Mutational patterns along different evolution paths of follicular lymphoma

Miri Michaeli; Emanuela Carlotti; Helena Hazanov; John G Gribben; Ramit Mehr

doi:10.3389/fonc.2022.1029995

Mutational patterns along different evolution paths of follicular lymphoma

Front Oncol. 2022 Nov 10:12:1029995. doi: 10.3389/fonc.2022.1029995. eCollection 2022.

Authors

Miri Michaeli¹, Emanuela Carlotti², Helena Hazanov¹, John G Gribben², Ramit Mehr¹

Affiliations

¹ The Mina and Everard Goodman Faculty of Life Sciences, Bar Ilan University, Ramat Gan, Israel.
² Center for Haemato-Oncology, Barts Cancer Institute - a CR-UK Centre Of Excellence, Queen Mary University of London, London, United Kingdom.

Abstract

Follicular lymphoma (FL) is an indolent disease, characterized by a median life expectancy of 18-20 years and by intermittent periods of relapse and remission. FL frequently transforms into the more aggressive diffuse large B cell lymphoma (t-FL).

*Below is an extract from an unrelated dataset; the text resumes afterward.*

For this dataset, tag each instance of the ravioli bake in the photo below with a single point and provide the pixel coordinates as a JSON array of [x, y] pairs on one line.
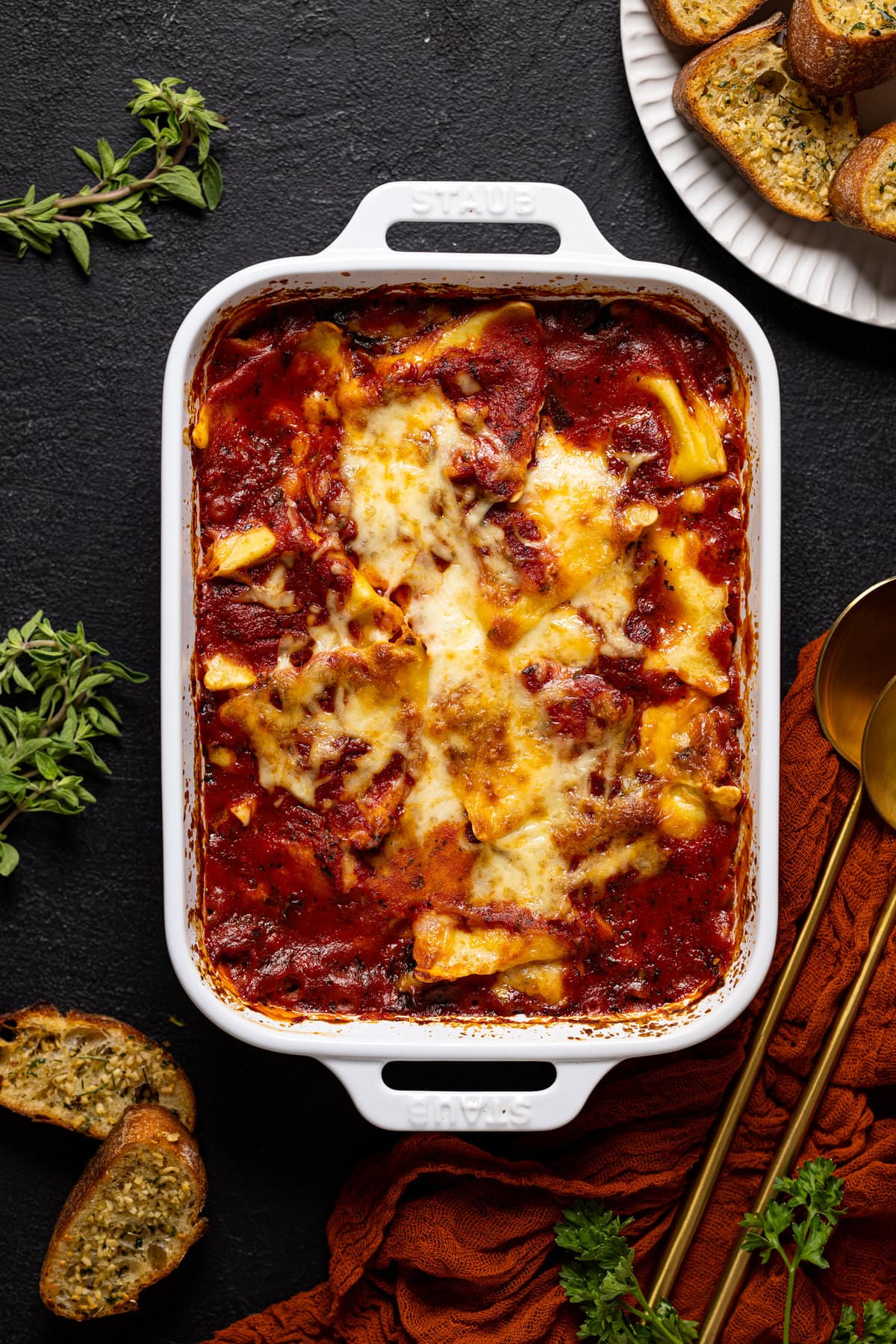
[[467, 643]]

In previous studies, the analysis of immunoglobulin heavy chain variable region (IgHV) genes in sequential biopsies from the same patient revealed two different patterns of tumor clonal evolution: direct evolution, through acquisition of additional IgHV mutations over time, or divergent evolution, in which lymphoma clones from serial biopsies independently develop from a less-mutated common progenitor cell (CPC). Our goal in this study was to characterize the somatic hypermutation (SHM) patterns of IgHV genes in sequential FL samples from the same patients, and address the question of whether the mutation mechanisms (SHM targeting, DNA repair or both), or selection forces acting on the tumor clones, were different in FL samples compared to healthy control samples, or in late relapsed/transformed FL samples compared to earlier ones. Our analysis revealed differences in the distribution of mutations from each of the nucleotides when tumor and non-tumor clones were compared, while FL and transformed FL (t-FL) tumor clones displayed similar mutation distributions. Lineage tree measurements suggested that either initial clone affinity or selection thresholds were lower in FL samples compared to controls, but similar between FL and t-FL samples. Finally, we observed that both FL and t-FL tumor clones tend to accumulate larger numbers of potential N-glycosylation sites due to the introduction of new SHM. Taken together, these results suggest that transformation into t-FL, in contrast to initial FL development, is not associated with any major changes in DNA targeting or repair, or the selection threshold of the tumor clone.

Keywords: B lymphocytes; clonal evolution; follicular lymphoma; high-throughput sequencing; somatic hypermutation.